Cryptothecia lichexanthonica

Scientific classification
- Domain: Eukaryota
- Kingdom: Fungi
- Division: Ascomycota
- Class: Arthoniomycetes
- Order: Arthoniales
- Family: Arthoniaceae
- Genus: Cryptothecia
- Species: C. lichexanthonica
- Binomial name: Cryptothecia lichexanthonica E.L.Lima, Aptroot & M.Cáceres (2013)

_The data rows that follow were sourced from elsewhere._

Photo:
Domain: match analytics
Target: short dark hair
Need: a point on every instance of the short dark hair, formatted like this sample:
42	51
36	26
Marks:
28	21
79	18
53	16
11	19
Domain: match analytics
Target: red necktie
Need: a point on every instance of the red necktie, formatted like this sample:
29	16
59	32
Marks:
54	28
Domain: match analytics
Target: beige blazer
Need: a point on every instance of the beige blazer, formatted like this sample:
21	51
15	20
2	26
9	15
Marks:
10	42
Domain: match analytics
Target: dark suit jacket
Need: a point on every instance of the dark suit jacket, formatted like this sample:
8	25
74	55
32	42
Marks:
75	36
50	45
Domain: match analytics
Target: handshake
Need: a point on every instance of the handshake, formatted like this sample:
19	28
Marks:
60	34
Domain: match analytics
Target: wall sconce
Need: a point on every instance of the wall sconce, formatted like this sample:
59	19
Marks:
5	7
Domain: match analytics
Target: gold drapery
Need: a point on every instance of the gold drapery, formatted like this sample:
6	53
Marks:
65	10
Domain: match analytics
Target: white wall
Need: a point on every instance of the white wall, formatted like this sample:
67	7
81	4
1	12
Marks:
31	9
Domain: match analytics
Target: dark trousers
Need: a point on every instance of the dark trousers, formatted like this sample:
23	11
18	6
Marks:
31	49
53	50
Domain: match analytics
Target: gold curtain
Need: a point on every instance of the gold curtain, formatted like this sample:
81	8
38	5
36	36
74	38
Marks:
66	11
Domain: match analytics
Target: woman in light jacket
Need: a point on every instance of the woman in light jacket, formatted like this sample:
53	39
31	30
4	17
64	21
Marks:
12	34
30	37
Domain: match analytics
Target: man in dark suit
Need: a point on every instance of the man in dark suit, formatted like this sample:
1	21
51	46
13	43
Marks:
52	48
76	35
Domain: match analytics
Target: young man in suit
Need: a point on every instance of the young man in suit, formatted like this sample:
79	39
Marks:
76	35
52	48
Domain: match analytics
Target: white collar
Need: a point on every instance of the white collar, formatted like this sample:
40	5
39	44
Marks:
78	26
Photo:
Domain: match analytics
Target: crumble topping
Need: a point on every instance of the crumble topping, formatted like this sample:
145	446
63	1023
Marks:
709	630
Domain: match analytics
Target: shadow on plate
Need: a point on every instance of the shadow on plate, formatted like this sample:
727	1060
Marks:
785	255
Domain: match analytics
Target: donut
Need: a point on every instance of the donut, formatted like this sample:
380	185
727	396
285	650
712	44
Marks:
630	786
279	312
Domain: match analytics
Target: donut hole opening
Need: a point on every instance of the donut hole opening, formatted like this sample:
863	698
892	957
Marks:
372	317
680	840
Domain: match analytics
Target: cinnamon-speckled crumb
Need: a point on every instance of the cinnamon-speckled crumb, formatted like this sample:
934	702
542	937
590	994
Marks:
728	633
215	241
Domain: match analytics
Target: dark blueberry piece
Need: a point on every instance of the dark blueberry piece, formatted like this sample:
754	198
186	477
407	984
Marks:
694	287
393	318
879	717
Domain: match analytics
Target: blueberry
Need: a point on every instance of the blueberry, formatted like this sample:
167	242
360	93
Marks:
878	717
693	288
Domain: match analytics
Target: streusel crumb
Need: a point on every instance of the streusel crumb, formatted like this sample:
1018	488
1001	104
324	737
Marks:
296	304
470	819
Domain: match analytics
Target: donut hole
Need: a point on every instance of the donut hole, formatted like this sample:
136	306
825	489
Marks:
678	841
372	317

= Cryptothecia lichexanthonica =

- Authority: E.L.Lima, Aptroot & M.Cáceres (2013)

Species of lichen

Cryptothecia lichexanthonica is a species of corticolous (bark-dwelling) lichen in the family Arthoniaceae. Found in Brazil, it was formally described as a new species in 2013 by Edvaneide Leandro de Lima, André Aptroot, and Marcela Eugenia da Silva Cáceres. The type specimen was collected by Lima from the Vale do Catimbau National Park (Buíque, Pernambuco), at an altitude of 885 m; here it was found growing on smooth tree bark. The lichen has a smooth, pale greenish-grey spreading thallus up to 5 cm in diameter. The thallus, which is 0.1–0.2 mm thick, is surrounded by a thin (about 0.3–0.6 mm) brown hypothallus. The ascospores are muriform (sectioned into more or less equal chambers), ellipsoid in shape, and measure 55–75 by 22–28 μm. The specific epithet lichexanthonica refers to lichexanthone, a secondary chemical that occurs in the thallus. This compound is rare in the genus Cryptothecia, as the only other congener in which it known is to occur is Cryptothecia assimilis.